Sophos trumpets so-called Mac vulnerabilities in attempt to sell so-called security software

“Have you ever had an auto mechanic you didn’t quite trust tell you that your car needed a repair ‘just to be on the safe side?’ The latest alarm bell from U.K.-based security software firm Sophos reminds me of just such a circumstance,” David Zeiler blogs for The Baltimore Sun.

“Last week Sophos announced results of a self-admittedly unscientific poll conducted on the company’s Web site. Of the 350 people who responded, 93 percent said they believed the Mac will be targeted more in the future, up from 79 percent two years ago,” Zeiler reports. “This follows January’s annual ‘Security Threat Report’ from Sophos that devoted an entire page to the ‘rise of malware for Apple Mac computers.’ The discussion centers on the OSX/RSPlug Trojan that emerged last November.”
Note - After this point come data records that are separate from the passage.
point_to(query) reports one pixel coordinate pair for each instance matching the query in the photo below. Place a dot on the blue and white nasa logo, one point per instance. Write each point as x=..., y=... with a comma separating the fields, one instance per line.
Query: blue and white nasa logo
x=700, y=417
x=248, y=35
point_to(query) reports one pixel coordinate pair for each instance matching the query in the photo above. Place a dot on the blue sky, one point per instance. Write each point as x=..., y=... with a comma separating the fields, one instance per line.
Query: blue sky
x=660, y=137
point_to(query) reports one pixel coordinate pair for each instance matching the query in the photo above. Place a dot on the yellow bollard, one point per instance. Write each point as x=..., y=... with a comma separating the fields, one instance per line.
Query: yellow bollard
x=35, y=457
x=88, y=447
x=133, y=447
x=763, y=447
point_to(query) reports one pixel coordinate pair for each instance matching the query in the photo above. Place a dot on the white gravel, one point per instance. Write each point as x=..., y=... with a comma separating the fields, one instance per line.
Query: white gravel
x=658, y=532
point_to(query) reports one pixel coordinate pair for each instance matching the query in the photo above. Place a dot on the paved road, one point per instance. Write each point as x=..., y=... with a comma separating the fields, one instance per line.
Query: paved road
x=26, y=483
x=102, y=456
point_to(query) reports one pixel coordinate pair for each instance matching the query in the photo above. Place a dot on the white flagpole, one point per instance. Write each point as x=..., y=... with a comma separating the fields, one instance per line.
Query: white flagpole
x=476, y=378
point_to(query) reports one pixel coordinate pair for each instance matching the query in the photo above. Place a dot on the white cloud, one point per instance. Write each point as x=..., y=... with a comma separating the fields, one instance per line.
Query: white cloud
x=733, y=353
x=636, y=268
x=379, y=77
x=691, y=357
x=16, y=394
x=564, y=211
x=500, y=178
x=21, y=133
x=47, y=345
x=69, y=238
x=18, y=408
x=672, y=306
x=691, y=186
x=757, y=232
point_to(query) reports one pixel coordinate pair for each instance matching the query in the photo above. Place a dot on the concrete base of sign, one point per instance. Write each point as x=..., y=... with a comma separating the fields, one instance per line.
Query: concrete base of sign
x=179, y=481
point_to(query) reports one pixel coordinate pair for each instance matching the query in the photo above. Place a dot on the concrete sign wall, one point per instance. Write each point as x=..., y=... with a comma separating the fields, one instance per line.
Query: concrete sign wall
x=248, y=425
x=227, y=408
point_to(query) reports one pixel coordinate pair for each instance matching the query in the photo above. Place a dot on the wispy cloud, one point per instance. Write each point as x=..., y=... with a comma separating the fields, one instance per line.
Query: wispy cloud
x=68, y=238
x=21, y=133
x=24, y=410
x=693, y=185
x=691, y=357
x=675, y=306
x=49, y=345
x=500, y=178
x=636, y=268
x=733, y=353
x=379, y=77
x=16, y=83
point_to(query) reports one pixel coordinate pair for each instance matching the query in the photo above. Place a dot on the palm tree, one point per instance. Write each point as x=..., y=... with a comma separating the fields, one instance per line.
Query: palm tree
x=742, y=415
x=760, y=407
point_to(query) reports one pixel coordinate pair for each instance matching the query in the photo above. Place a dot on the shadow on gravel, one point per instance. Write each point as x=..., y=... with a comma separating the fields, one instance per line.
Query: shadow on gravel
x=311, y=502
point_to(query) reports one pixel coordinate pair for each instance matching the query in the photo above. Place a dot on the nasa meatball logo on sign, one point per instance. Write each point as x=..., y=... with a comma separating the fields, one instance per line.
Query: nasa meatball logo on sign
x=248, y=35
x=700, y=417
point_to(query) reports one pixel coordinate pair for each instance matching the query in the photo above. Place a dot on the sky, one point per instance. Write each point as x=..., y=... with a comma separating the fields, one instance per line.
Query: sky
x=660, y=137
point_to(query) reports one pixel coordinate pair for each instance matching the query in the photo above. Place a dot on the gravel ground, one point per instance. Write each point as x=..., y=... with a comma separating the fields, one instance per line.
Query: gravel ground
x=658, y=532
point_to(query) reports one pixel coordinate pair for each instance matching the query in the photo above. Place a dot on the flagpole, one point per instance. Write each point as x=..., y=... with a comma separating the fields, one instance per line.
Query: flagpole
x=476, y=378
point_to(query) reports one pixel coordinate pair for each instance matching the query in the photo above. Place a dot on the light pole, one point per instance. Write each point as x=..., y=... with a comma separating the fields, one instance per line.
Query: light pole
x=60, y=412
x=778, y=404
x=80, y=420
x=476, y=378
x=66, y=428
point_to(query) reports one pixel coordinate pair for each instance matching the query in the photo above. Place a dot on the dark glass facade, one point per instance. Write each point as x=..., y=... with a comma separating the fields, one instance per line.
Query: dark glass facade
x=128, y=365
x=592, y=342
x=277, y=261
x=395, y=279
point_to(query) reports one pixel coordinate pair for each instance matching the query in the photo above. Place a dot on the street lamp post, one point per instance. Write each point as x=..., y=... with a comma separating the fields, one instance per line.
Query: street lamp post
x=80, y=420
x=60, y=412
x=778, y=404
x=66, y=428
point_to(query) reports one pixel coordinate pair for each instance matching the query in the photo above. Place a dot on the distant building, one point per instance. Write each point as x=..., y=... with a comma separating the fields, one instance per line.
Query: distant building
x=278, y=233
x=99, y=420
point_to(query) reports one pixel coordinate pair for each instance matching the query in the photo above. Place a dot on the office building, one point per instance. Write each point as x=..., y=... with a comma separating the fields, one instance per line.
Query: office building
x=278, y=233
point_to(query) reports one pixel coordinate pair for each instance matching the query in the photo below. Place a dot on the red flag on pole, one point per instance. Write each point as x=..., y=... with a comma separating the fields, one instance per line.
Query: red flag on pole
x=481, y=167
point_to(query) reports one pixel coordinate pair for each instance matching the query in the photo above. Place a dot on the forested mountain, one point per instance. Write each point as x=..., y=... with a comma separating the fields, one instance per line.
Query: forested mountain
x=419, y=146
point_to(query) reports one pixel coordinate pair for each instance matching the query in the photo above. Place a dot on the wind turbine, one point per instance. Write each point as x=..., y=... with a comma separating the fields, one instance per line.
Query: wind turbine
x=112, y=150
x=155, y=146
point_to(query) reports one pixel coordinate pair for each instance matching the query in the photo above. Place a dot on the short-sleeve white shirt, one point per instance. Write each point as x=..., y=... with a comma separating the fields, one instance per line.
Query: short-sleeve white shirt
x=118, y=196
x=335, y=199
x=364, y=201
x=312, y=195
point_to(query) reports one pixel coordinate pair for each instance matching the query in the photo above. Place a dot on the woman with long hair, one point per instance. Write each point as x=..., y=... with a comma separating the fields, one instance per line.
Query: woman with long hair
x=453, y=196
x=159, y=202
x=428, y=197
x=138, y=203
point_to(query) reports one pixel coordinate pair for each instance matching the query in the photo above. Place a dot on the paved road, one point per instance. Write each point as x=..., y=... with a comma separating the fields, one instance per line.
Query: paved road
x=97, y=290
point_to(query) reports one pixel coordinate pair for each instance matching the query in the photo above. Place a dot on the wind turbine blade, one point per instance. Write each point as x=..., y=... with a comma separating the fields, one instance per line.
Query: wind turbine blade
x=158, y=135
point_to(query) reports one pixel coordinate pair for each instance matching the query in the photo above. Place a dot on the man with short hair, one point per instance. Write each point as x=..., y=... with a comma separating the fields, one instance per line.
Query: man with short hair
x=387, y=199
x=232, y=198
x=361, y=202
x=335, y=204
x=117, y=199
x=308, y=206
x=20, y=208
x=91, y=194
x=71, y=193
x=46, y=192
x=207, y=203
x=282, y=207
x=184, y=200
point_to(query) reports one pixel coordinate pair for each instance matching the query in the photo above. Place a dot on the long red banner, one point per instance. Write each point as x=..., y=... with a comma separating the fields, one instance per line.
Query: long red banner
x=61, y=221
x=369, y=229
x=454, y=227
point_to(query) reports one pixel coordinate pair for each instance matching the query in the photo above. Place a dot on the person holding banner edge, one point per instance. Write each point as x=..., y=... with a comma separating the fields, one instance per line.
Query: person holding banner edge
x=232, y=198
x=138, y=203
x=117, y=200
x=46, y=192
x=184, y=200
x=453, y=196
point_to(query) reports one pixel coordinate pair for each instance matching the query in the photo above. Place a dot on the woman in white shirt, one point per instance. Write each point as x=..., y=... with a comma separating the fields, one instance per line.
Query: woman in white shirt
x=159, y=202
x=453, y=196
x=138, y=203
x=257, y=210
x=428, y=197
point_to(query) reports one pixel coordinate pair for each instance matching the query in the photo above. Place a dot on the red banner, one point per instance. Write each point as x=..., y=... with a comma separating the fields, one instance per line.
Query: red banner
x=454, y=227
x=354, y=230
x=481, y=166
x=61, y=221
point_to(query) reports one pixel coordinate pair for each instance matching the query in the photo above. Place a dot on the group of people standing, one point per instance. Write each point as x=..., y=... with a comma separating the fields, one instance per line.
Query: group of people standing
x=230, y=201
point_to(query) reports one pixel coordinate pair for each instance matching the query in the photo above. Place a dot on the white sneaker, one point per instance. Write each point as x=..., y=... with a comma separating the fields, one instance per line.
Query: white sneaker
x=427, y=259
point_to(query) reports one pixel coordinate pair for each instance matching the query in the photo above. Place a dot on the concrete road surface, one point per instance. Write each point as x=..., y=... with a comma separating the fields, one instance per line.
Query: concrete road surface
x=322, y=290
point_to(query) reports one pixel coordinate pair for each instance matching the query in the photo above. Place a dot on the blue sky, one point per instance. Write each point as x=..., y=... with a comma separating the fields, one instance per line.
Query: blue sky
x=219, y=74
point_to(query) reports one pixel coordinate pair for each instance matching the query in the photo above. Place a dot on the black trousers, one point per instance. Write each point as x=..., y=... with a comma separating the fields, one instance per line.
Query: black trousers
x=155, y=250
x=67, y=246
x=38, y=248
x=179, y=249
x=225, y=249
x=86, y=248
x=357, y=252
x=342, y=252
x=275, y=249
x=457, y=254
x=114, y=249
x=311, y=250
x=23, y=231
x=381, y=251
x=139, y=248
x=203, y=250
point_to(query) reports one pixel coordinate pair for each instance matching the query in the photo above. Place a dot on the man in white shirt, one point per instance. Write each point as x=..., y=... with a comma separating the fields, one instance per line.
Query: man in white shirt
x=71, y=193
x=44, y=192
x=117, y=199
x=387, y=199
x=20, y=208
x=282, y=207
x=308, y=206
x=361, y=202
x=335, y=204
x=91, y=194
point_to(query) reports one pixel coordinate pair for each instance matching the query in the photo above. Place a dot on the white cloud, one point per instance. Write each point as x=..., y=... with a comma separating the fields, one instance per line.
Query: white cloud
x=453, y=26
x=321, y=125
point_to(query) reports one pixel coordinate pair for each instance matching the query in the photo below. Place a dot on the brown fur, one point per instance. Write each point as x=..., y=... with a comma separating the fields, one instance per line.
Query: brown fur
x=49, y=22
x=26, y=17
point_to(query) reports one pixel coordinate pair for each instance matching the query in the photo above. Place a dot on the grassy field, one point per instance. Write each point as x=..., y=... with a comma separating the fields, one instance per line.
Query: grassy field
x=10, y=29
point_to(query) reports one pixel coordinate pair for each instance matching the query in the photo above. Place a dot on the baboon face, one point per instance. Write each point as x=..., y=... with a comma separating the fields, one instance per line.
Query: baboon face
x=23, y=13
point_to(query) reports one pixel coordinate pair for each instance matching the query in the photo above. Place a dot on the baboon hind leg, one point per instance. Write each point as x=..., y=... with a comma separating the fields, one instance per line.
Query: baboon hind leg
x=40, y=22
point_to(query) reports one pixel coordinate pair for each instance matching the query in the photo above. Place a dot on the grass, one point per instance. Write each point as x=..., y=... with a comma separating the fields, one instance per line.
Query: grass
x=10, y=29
“Some of you may recall that Trojan – only a series of poor user decisions (starting with visiting the porn sites where the Trojan was found) can result in a compromised Mac. It does not exploit any vulnerability in the Mac operating system or software,” Zeiler reports. “The OSX/RSPlug does not destroy data on a Mac, nor can it spread from Mac to Mac as a virus would. Instead it changes some network settings to redirect the user’s Web browser to fraudulent sites designed to fool users into punching in such personal information as credit card or bank account numbers (otherwise known as ‘phishing’).”

“Sophos was one of the companies to make a big deal out of OSX/RSPlug when it was first detected, trumpeting how Mac users of its security software were protected,” Zeiler reports. “That’s right, Sophos makes Mac versions of its security software, so it’s no shock the company would have strategies to, uh, encourage sales.”

“If someday a particularly gifted hacker succeeds in creating a self-perpetrating bit of OS X malware, I will be among the first to buy and install security software on my Macs,” Zeiler writes. “But not until.”

More in the full article here.

We’re going to turn off our Mac OS X Firewalls for the rest of the day in honor of Sophos… Oh, wait, they’ve been off since the last time one of these A-hole companies cried wolf. Smirk.


  1. I’m sure the hacker that writes a virus for Mac OS X will become world famous.
    I’m also sure the companies that sell the security software are working on it too. How best to sell security software, find a virus.

  2. I had a firewall up, but the latest Leopard requires me to “Allow all incoming connections” and to trust Mac OS X to determine which programs to allow. I had to do this to get my Slingplayer software to work over the WAN, but when I tried to specifically allow my Sling app, it wouldn’t work.